When you print an array, NumPy displays it in a similar way to nested lists, but with the following layout:

* the last axis is printed from left to right,

* the second-to-last is printed from top to bottom,

* the rest are also printed from top to bottom, with each slice separated from the next by an empty line.

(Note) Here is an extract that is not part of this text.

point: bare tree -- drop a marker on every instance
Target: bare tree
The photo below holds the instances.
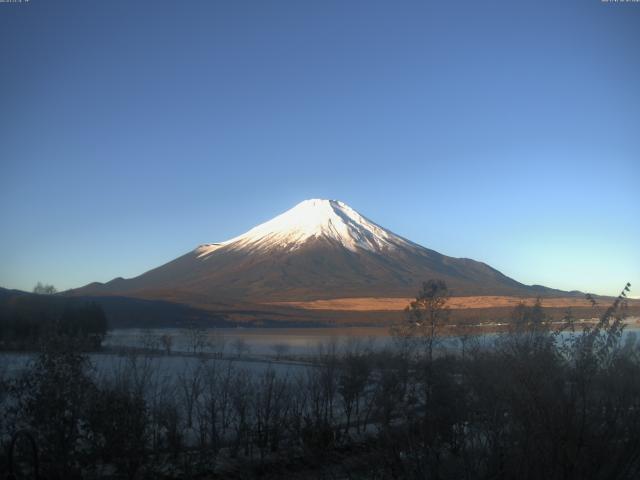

One-dimensional arrays are then printed as rows, bidimensionals as matrices and tridimensionals as lists of matrices.

In [88]:
# 1d array
lst_1d = np.arange(1, 6)
print(lst_1d)

[1 2 3 4 5]


In [92]:
# 2d array
lst_2d = np.arange(12).reshape(4, 3)
print(lst_2d)

[[ 0  1  2]
 [ 3  4  5]
 [ 6  7  8]
 [ 9 10 11]]


In [94]:
# 3d array
lst_3d = np.arange(24).reshape(2, 3, 4)
print(lst_3d)

[[[ 0  1  2  3]
  [ 4  5  6  7]
  [ 8  9 10 11]]

 [[12 13 14 15]
  [16 17 18 19]
  [20 21 22 23]]]


If an array is too large to be printed, NumPy automatically skips the central part of the array and only prints the corners:

In [97]:
big_lst = np.arange(10000).reshape(100,100)
big_lst

array([[   0,    1,    2, ...,   97,   98,   99],
       [ 100,  101,  102, ...,  197,  198,  199],
       [ 200,  201,  202, ...,  297,  298,  299],
       ...,
       [9700, 9701, 9702, ..., 9797, 9798, 9799],
       [9800, 9801, 9802, ..., 9897, 9898, 9899],
       [9900, 9901, 9902, ..., 9997, 9998, 9999]])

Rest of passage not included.